Why Is My Laptop Keyboard Not Working?

There are a few things that can stop your keyboard from working. It can be something as simple as a toggle being flipped or something as tricky as the keyboard breaking. The problem might also be the settings on your laptop. 

When your laptop keyboard stops working, all you can do is take it one step at a time to figure out what the problem is and correct it. 

How to Figure Out What’s Wrong With My Keyboard?

To figure out what’s wrong with your laptop keyboard, pinpoint precisely when it isn’t working. If it isn’t working at all, you can focus on problems with the hardware itself. It’s also important to check your settings and make sure they’re correct. 

Hooking up a spare keyboard in via USB or Bluetooth can help since doing so will let you know whether the keyboard itself is functional with relatively little difficulty. 

You can also try to enter BIOS to see whether the laptop is even registering the hardware. If Windows settings are the issue, you should still be able to enter BIOS. 

How to Fix Laptop Keyboard Not Working

Start by examining the keyboard itself. If that appears to be working, try adjusting the settings on your laptop. Finally, focus on potential issues with your laptop’s hardware. 

Keyboard Issues

Problems with the keyboard itself include connection problems, power source issues, damaged components, and dirt.
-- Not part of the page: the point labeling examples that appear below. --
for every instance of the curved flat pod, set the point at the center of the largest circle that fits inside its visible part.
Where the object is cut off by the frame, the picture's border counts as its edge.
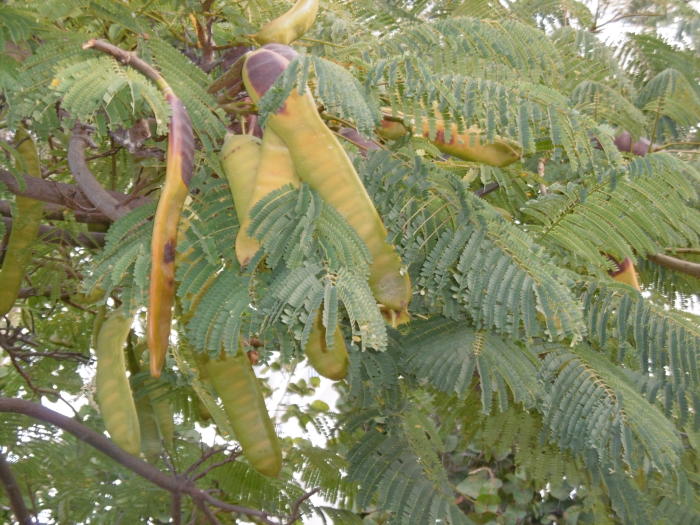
(321, 162)
(234, 380)
(274, 170)
(291, 25)
(113, 390)
(329, 362)
(240, 156)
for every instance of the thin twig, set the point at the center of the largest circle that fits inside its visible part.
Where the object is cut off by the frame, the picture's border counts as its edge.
(176, 508)
(87, 182)
(205, 456)
(208, 513)
(128, 58)
(64, 237)
(230, 458)
(673, 263)
(136, 465)
(9, 482)
(295, 515)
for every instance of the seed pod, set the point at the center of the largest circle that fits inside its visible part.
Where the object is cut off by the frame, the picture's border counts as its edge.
(321, 162)
(274, 171)
(163, 243)
(470, 145)
(113, 391)
(234, 380)
(240, 156)
(148, 426)
(291, 25)
(25, 229)
(329, 362)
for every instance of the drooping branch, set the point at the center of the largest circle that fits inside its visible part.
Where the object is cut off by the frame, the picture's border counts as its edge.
(673, 263)
(56, 212)
(9, 482)
(64, 237)
(175, 484)
(127, 58)
(68, 195)
(87, 182)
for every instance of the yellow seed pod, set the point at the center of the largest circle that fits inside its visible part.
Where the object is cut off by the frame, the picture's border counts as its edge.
(290, 26)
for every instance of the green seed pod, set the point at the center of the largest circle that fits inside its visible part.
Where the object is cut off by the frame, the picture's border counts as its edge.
(113, 391)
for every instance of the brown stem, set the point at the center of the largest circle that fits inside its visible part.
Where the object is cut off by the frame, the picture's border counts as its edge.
(176, 508)
(172, 484)
(64, 237)
(127, 58)
(55, 212)
(68, 195)
(673, 263)
(87, 182)
(12, 489)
You might have a problem with the keyboard if pressing a key feels wrong, only specific keys aren’t responding, or the keyboard is active, but the output doesn’t look right. 

Clean the Keyboard


You can always use compressed air and a soft cloth to blow out debris and then wipe down your keyboard. However, a more thorough cleaning might solve problems that a simple wipe down won’t. 

Check your manual before removing the keycaps. You can often remove them with the flat end of a screwdriver or even your fingernail. 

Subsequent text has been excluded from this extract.